There are no more than 50 Russians left today in the Russian quarter known as “Little Moscow” in Pomorie.
No more than 50 Russians remain in the Russian quarter known as “Little Moscow” in Pomorie, according to bourgas.ru. The real estate market in our country is not the same after the start of the war in Ukraine and the sanctions imposed against Russia, brokers say.
According to Stefka Tomova, owner of one of the largest real estate agencies in Burgas, the situation will worsen if the discussed ban on Russian citizens with tourist visas from managing real estate in the European Union is introduced.

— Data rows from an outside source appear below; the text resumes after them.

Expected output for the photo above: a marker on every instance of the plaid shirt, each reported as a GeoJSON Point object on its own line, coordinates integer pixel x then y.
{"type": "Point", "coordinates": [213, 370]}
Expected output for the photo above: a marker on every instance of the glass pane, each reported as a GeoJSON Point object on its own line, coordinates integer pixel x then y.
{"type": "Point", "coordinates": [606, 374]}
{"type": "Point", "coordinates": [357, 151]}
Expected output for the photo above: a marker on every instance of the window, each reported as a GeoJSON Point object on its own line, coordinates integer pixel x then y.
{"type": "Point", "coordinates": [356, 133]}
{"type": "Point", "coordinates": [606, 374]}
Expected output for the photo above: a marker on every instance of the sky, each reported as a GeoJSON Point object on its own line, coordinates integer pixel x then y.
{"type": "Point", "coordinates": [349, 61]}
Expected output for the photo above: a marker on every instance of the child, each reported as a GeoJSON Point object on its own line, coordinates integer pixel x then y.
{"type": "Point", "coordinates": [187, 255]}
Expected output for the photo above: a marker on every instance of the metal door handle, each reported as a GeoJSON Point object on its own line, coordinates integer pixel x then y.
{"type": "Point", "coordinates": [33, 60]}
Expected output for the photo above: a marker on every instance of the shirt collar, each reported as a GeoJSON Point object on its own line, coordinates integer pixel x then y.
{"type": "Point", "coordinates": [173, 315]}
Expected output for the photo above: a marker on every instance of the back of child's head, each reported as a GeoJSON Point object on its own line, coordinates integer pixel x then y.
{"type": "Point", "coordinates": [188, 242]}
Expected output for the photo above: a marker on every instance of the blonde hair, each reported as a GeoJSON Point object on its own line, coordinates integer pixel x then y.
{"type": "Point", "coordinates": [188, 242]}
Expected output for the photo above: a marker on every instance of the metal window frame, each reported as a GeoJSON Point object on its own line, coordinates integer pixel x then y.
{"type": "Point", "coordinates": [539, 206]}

“All this inevitably affects the real estate market. The situation since February is very bad, the Russians, the owners in our country, it is becoming more and more difficult for them to get to Bulgaria. The only way is through Istanbul, but tickets are expensive and hard to find. When we add to this the restrictive regime of banks, it becomes more and more difficult,” says Stefka Tomova.
As for the Ukrainians, some of them were interested in small apartments for rent, but there were no real deals.

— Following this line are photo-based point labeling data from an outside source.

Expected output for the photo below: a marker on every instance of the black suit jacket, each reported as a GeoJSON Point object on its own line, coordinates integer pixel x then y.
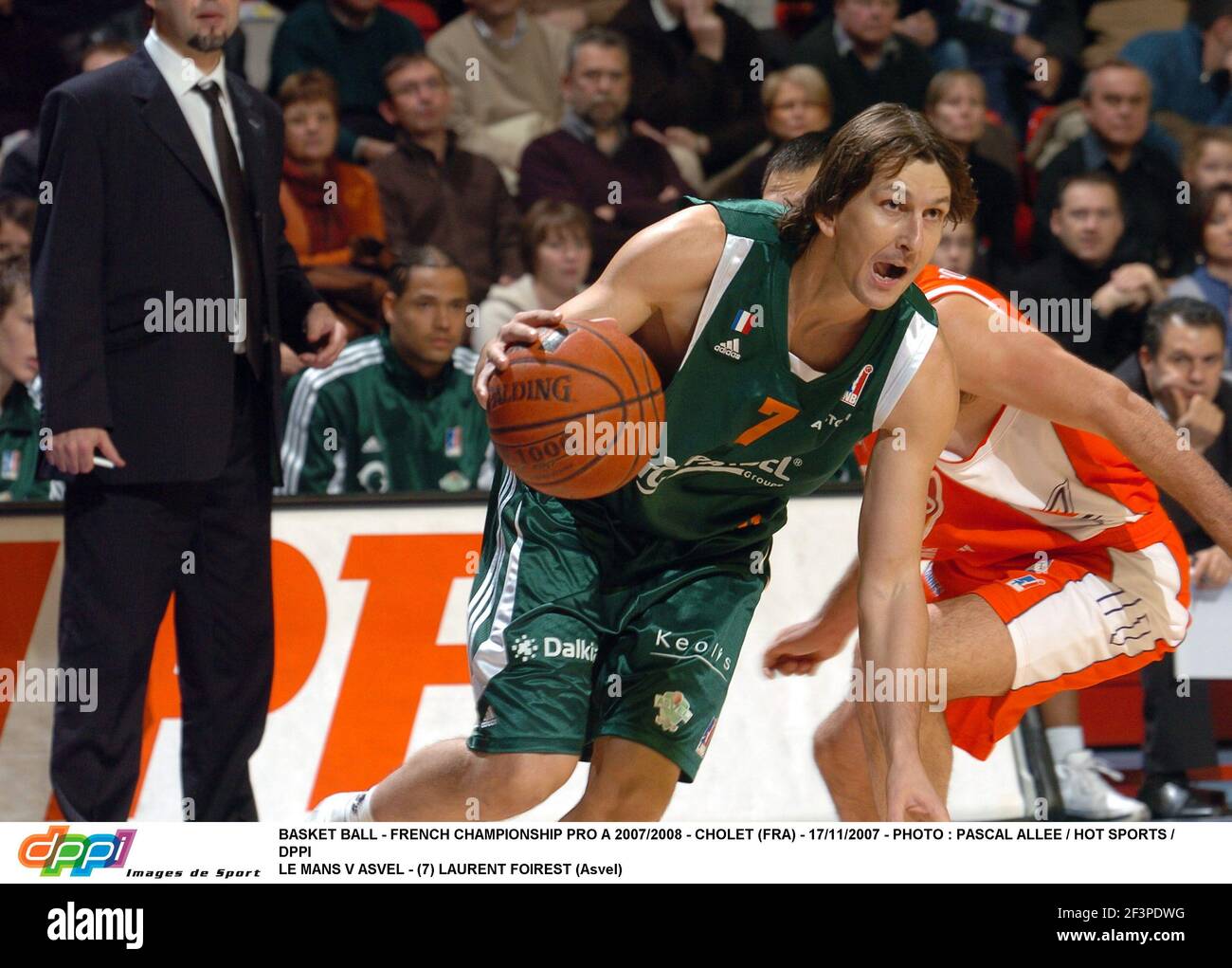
{"type": "Point", "coordinates": [1219, 454]}
{"type": "Point", "coordinates": [135, 214]}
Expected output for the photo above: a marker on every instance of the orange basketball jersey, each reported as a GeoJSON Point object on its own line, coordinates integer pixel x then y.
{"type": "Point", "coordinates": [1031, 486]}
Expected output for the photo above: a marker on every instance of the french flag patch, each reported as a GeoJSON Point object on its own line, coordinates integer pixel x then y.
{"type": "Point", "coordinates": [454, 442]}
{"type": "Point", "coordinates": [853, 396]}
{"type": "Point", "coordinates": [743, 322]}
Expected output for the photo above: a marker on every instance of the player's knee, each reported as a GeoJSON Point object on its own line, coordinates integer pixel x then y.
{"type": "Point", "coordinates": [829, 733]}
{"type": "Point", "coordinates": [513, 783]}
{"type": "Point", "coordinates": [628, 798]}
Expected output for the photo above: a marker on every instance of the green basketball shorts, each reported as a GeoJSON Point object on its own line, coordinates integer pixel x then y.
{"type": "Point", "coordinates": [559, 657]}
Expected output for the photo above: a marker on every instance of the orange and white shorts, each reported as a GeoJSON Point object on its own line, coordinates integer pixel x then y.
{"type": "Point", "coordinates": [1093, 615]}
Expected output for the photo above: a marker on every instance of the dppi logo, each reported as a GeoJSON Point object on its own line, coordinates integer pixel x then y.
{"type": "Point", "coordinates": [58, 849]}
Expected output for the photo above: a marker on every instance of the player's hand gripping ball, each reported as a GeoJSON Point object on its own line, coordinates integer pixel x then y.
{"type": "Point", "coordinates": [579, 412]}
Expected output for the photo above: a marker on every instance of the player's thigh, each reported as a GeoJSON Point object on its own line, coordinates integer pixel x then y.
{"type": "Point", "coordinates": [969, 641]}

Brokers are unanimous that the picture of Russian citizens’ ownership of the sea today is fundamentally different from last year before the pandemic. The COVID-19 outbreak in 2020 hit businesses and cut off large numbers of Russians from accessing their summer properties on the southern Black Sea coast. Thousands of apartments in gated communities in Nessebar, St. Vlas, Pomorie and south of Burgas remained closed.

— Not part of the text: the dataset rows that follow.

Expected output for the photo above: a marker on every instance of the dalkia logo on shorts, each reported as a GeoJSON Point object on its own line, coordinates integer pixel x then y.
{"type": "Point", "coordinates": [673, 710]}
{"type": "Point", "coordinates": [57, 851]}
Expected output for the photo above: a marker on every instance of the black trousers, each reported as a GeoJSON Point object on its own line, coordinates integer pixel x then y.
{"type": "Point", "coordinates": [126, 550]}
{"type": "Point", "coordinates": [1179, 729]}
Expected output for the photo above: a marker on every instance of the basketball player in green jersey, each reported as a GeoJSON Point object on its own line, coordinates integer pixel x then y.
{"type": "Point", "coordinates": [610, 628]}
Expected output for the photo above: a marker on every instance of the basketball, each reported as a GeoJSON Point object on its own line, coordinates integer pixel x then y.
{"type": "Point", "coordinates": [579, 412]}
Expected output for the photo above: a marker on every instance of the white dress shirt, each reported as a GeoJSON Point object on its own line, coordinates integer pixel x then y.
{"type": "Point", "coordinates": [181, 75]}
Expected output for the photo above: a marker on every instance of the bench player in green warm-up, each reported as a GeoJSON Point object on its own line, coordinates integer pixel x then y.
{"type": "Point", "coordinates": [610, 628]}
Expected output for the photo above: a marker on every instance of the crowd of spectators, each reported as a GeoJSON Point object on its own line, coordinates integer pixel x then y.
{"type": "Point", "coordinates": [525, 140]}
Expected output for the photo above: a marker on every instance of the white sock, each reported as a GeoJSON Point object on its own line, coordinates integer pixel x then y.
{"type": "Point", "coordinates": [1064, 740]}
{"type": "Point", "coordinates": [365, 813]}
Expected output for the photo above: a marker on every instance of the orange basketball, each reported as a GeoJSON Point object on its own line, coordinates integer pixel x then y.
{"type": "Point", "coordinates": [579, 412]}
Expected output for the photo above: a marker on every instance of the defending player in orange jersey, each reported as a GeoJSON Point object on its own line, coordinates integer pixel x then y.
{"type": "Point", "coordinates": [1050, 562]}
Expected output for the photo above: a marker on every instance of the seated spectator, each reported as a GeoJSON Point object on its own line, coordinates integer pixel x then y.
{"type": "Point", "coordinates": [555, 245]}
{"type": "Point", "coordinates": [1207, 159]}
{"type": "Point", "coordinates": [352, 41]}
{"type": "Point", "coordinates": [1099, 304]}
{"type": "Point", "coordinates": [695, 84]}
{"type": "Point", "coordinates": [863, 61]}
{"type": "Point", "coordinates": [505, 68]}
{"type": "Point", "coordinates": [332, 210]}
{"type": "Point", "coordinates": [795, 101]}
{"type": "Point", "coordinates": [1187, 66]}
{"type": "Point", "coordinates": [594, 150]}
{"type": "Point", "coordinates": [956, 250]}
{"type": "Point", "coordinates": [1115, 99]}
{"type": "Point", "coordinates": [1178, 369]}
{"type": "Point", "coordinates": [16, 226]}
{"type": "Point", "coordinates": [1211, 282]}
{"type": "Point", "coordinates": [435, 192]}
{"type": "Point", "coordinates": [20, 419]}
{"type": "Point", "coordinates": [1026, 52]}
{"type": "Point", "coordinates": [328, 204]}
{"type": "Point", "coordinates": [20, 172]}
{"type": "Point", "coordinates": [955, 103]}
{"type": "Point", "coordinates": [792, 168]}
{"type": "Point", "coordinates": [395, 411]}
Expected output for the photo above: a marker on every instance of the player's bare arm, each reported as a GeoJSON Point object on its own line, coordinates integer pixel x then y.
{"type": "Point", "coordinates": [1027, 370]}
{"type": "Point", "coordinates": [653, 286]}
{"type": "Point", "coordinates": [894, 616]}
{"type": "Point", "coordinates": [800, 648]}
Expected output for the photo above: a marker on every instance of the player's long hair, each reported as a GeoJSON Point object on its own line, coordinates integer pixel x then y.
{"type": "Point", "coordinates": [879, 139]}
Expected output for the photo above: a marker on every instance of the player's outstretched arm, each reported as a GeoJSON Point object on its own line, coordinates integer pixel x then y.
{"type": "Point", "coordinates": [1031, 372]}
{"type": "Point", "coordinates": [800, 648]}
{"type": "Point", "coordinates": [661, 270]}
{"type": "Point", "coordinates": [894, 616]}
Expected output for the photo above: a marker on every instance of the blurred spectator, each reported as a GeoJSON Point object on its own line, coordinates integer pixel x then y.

According to the municipality of Pomorie, by 2020 there were just over 5,000 registered properties owned by Russian citizens.
However, today no one can say exactly how much is left, because the sales process is very dynamic. For two years, most of the houses by the sea were resold by the Russians. The famous area “Little Moscow” in Pomorie is now unrecognizable. There, the Bulgarians massively bought Russian houses, and if 3-4 years ago it was mostly Russians in the neighborhood, today there are practically no Russian-speaking residents here.
A few years ago, newly built residential complexes – mostly closed and with an annual maintenance fee – were inhabited mainly by Russian pensioners.
However, since the end of 2019 and the beginning of 2020, Russians began to leave Bulgaria, and signs with the inscription FOR SALE hung on the houses of their Pomorie apartments.
It was a common practice among Russian property owners in Bulgaria to rent out property for the summer and thereby secure a steady income, but the pandemic has taken away that opportunity as well. Another reason for the outflow, although not so significant, was the reorientation of Russians to Turkish resorts.